A: The parent company, J & J Snackfoods, originally came to us looking for a TV campaign. To start, we were facing a down market, so that was one major challenge. Also, we had a relatively small budget com­pared to competitors. We thought, how can we make an impact on a national scale? Knowing that teenag­ers are spending more time online, we wanted to leverage the Internet.

Q: What did you decide to do?

A: The idea was a viral campaign made up of 26 viral videos that followed the storylines of differ­ent wrestler characters, each representing a different flavor of SuperPretzel. All the characters had a strategic purpose. We created these storylines letting people know about lives of characters but also inviting people back to see the storylines on an ongoing basis. So we had an entire mock season of wrestling, which was well received for both male and female teens. We had TV spots on Comedy Central and MTV inviting people to keep coming. We had a YouTube channel, [posted videos on] superpretzel.com and then we developed a micro­site. The goal was not to just lead to a product Web site, we wanted a separate marketing campaign that steered away from product informa­tion and focused more on building the brand. This was a great way to extend a limited budget and create buzz.

Q: What were the results?

A: We had about 600,000 views on our YouTube channel. Also, SuperPretzel's Web site got more than 243,000 unique visitors in March 2007, as opposed to 2006 where it had 28,000 unique visitors.

Q: What was the biggest takeaway from this campaign?

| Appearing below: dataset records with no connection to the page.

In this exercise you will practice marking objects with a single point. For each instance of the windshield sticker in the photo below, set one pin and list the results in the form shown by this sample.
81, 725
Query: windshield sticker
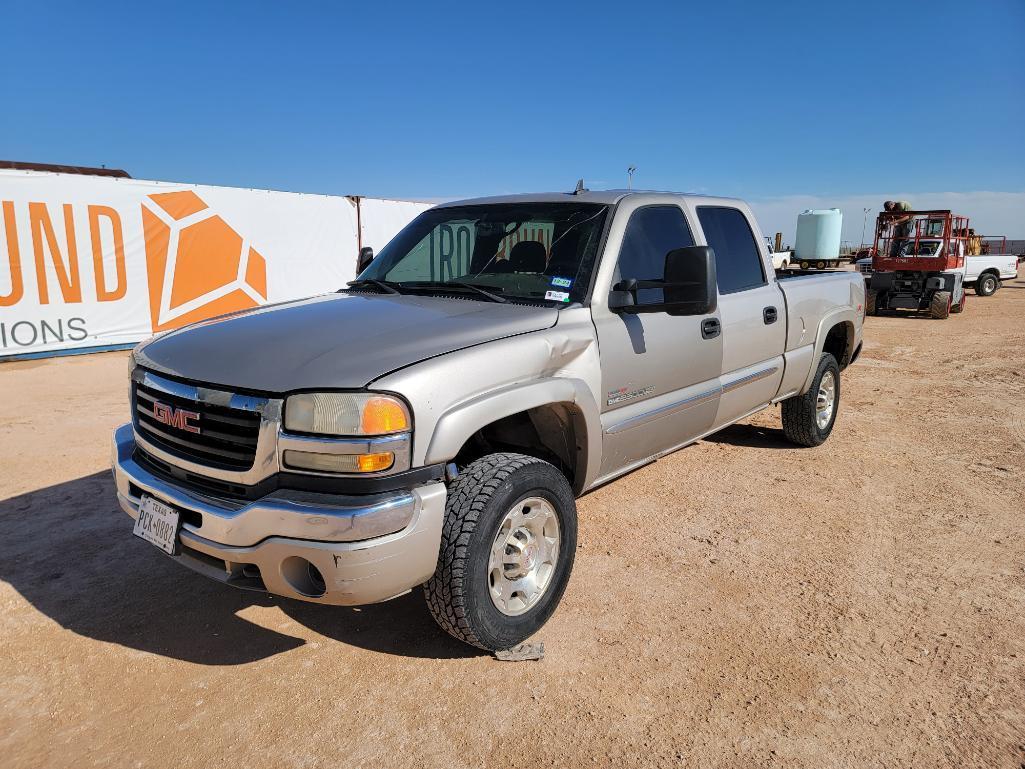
625, 394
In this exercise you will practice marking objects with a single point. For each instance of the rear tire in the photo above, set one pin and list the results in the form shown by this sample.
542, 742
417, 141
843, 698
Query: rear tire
939, 305
808, 418
496, 492
986, 285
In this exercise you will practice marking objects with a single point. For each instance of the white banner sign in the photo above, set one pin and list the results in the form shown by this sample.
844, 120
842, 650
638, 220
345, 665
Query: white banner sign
96, 261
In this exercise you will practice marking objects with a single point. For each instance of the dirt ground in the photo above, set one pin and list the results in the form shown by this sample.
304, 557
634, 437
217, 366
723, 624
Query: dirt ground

A: To play in this viral world of social marketing, you can't take yourself too seriously. This is something that is really difficult for a lot of tradition­al companies to accept. You need to become your audience as opposed to being a brand speaking to your audience. This, in turn, generates interest in the brand. Being genuine is most effective in viral market­ing. There were a lot of other social networks we would have liked to leverage, we would have liked to use MySpace and some others, but our budget was limited.